Volume 94, Number 2, May 2021
Article Number 20401
Number of page(s) 6
Section Nanomaterials and Nanotechnologies
DOI https://doi.org/10.1051/epjap/2021200278
Published online 28 May 2021

© EDP Sciences, 2021

1 Introduction

Graphene and its derivatives have been widely concerned in basic research and industrial applications due to their two-dimensional atomic thin nanostructures and electrical conductivity. Recent studies shown that physical or chemical treatment for graphene by functional modification can improve the NLO properties [1,2]. Some studies also shown graphene hybrid nanostructure materials composed of semiconductor materials, such as graphene (G)/ZnO, G/MoSe2, graphene oxide (GO)/ZnS, rGO/Bi2S3, rGO/CdSe, and rGO/α-MnS [38], have better NLO performance. As a self-doped P-type semiconductor material, CuS has a bandwidth between 1.2 eV and 2.0 eV. It has a promising future in the fields of solar cells, photoelectric switches and gas sensors. However, CuS is easy to agglomerate, which seriously affects its application. Therefore, graphene and its derivatives are considered as the ideal substrates for composite materials due to their unique layered structures, which maybe make up for the deficiency of CuS. But most studies of CuS are on its catalytic properties and pyroelectric effect [9,10].
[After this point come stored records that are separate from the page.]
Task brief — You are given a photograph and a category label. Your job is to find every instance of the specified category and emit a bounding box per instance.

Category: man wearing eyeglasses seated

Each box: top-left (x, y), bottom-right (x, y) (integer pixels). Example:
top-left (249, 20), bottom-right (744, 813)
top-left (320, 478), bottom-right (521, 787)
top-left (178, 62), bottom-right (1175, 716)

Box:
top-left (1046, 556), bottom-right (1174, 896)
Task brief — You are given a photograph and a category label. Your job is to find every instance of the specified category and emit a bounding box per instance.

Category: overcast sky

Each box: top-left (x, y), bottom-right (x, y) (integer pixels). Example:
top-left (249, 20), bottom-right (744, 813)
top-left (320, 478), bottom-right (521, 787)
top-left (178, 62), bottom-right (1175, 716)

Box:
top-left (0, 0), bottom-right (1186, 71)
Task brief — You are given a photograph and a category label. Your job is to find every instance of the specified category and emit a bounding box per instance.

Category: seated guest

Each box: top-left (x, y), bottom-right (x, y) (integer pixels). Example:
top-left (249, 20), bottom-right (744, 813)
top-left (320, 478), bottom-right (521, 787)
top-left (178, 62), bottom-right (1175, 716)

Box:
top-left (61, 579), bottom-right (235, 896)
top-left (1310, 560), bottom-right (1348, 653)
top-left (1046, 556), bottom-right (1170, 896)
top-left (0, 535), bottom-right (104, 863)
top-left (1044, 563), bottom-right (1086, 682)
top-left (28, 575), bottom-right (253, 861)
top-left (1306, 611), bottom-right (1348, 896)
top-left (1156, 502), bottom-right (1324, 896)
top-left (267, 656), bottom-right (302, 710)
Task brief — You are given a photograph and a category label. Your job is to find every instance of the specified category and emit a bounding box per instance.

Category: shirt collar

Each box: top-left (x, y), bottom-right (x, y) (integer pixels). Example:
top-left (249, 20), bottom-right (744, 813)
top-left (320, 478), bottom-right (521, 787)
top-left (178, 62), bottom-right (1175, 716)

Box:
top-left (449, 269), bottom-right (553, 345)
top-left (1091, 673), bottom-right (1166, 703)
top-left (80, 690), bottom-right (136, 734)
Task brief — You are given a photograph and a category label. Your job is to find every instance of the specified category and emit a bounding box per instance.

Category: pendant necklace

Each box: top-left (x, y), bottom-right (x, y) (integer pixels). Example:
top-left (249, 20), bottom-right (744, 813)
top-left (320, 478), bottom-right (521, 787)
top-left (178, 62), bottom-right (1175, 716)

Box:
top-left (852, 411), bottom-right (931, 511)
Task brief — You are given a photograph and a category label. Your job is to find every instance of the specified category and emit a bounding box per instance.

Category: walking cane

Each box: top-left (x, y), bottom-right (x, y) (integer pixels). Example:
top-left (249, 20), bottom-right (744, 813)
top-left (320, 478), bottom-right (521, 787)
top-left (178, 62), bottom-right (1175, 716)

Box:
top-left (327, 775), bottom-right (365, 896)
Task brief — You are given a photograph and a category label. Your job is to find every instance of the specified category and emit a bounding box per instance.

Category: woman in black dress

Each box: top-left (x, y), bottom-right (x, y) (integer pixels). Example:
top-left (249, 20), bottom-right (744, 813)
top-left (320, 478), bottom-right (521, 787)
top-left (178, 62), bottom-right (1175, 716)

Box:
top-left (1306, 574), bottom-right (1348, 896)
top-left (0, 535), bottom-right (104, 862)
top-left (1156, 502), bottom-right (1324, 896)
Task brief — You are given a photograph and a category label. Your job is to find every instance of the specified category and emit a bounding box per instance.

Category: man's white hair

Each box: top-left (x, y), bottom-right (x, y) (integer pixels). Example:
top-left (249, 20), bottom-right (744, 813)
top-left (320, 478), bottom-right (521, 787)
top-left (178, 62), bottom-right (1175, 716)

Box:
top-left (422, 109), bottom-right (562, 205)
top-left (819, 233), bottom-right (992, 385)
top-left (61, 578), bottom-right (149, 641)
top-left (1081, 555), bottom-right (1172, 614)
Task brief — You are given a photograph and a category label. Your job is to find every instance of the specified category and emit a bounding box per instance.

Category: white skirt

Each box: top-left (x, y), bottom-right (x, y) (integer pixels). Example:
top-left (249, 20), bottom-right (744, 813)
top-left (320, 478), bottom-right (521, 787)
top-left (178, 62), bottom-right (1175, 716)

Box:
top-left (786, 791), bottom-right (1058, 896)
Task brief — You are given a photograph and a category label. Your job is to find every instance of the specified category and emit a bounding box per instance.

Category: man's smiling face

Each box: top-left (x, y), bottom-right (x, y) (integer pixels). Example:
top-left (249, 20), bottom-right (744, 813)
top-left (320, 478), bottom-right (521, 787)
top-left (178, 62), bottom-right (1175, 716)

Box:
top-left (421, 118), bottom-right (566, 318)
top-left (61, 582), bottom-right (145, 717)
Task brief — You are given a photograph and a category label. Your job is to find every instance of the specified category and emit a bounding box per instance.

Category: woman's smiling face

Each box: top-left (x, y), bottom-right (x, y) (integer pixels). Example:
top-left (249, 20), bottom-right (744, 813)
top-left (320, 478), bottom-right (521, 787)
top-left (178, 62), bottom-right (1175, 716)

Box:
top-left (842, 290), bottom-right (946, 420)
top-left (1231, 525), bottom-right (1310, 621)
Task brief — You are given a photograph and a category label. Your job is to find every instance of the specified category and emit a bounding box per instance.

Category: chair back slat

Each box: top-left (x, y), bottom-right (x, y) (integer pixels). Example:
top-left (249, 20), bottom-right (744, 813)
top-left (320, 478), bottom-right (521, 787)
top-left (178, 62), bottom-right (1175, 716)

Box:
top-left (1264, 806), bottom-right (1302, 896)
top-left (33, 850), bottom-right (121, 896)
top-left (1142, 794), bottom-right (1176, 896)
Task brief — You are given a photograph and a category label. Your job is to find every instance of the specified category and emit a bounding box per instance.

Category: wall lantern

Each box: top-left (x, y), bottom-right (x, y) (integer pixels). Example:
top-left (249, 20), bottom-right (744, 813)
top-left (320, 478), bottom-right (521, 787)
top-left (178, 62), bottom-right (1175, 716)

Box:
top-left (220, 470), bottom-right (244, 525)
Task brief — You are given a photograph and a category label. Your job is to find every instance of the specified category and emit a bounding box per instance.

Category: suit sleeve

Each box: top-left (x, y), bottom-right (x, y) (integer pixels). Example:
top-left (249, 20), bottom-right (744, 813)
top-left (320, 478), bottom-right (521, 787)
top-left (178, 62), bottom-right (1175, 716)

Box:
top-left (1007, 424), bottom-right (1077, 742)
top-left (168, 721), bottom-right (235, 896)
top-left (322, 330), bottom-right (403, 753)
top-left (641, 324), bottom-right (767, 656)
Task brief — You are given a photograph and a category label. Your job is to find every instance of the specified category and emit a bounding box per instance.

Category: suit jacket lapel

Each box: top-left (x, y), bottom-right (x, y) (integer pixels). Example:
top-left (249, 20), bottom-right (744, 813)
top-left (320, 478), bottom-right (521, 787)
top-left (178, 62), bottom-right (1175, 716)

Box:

In this paper, CuS/rGO nanocomposites were synthesized. Moreover, structural and morphological characterizations of CuS/rGO composite were performed and their third-order NLO properties were studied. The test results show that CuS/rGO nanocomposites have unique NLO properties, which is different from GO/ZnO, CdSe and so on. We studied the NLO properties of the compounds in depth, and found the co-existence of reverse saturable absorption (RSA) and saturable absorption (SA). In the end, a NLO absorption transition occurs in CuS/rGO nanocomposites. It is very important and useful to regulate the NLO properties by tuning amount of graphene. The wavelength in the visible range is selected because graphene exhibits better optical nonlinearity in this range than in the near-infrared regime [11], mid-infrared regime [12] and THz regime [13]. The rough surface caused by the defect and larger particle size of the samples will lead to certain scattering phenomenon. We choose picosecond pulse and lower energy for overcoming thermal scattering and surface scattering in all samples. Nonlinear material CS2 was used to calibrate Z-scan, the absorption and scattering effects of the samples can be ignored in the measured data. This study mainly explores the nonlinear absorption and refraction related to light intensity and reveals its intrinsic optical nonlinearity [14,15]. We focus on the evolution of third-order NLO properties in composites, as well as the relationship between optical nonlinearity and the amount of graphene.

2 Experimental procedures

2.1 Sample preparation

GO was prepared by the improved Hummers method [16]. The specific preparation method of CuS/rGO nanocomposites is as follows.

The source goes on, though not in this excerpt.